Today, LGP II is trying to keep the dollar’s value from collapsing vs. gold. However, they are doing it in the same way as the US and LGP I tried to do it in the 1960s — with sterilized sales of bullion. (“Sterilized” means that there is no corresponding change in dollar base money to go along with the sale of bullion. Thus, base money remains effectively unchanged.) Just as was the case in the 1960s, the plan isn’t working. The dollar is losing value, and they’re running out of gold. Just as was the case in 1971, they don’t want to “raise interest rates” — in their eyes the only Fed option — because the economy would implode. The proper solution, then and now, is not to sell bullion, and not to “raise rates”, but to adjust base money directly.

* * *

The Europeans are starting to get angry with the wayward Americans, another very Bretton Woods sort of situation. The Europeans know that, as the dollar falls, it will be difficult for them to avoid following the dollar lower, due to the forex/trade consequences.

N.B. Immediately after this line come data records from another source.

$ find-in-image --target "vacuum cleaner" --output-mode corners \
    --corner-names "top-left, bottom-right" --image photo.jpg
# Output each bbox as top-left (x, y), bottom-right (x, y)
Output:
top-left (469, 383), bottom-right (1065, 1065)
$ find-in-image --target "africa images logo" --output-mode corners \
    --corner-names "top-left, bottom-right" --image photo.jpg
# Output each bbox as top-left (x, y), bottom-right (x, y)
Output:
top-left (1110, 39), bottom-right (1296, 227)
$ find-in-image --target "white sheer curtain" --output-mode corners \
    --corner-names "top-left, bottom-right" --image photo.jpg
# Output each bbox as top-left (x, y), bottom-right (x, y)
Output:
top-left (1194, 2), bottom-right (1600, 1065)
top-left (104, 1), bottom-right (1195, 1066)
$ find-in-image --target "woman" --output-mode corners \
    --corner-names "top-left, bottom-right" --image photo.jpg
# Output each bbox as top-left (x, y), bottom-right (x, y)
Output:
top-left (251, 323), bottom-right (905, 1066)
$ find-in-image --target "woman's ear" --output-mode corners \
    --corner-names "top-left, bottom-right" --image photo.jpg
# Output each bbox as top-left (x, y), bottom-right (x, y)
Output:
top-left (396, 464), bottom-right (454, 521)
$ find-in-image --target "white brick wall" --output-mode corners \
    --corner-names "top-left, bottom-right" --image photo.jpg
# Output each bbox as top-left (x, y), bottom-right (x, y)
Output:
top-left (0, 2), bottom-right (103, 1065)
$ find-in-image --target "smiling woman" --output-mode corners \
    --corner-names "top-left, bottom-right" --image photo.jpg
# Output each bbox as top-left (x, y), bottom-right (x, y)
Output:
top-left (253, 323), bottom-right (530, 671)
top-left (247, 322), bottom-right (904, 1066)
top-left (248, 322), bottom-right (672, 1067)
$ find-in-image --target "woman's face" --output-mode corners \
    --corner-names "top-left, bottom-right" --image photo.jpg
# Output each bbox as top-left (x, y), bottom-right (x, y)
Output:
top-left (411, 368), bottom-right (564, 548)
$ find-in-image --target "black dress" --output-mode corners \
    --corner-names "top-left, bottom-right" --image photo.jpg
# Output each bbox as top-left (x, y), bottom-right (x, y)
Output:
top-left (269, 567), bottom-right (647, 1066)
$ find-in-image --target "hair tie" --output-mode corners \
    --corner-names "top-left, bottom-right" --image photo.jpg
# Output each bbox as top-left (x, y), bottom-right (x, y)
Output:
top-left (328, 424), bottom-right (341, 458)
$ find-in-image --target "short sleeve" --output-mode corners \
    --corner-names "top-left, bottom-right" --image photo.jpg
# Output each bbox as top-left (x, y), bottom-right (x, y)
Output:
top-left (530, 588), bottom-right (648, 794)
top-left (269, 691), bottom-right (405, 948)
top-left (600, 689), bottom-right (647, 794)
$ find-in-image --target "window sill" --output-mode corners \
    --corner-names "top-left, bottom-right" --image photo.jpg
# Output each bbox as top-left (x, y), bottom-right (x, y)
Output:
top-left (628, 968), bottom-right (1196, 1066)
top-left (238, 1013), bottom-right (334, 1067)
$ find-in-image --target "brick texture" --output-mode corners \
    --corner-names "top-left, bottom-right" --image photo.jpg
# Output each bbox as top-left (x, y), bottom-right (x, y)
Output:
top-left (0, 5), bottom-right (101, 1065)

Already, inflation is too high, which the euro is too high vs. the dollar (but not too high vs. gold). France’s president Nicolas Sarkozy warned last week that “monetary disorder risked turning into economic war.” Many other governments have reached the point where they can no longer easily tolerate the forex/trade effects of the sinking dollar. Many have begun to apply capital controls to keep their currencies from rising.

* * *

I’m hearing that the funds in the Wanta accounts are finally being transferred to the U.S. Treasury. This might allow them to support the Treasury bond market, in the face of selling by other central banks.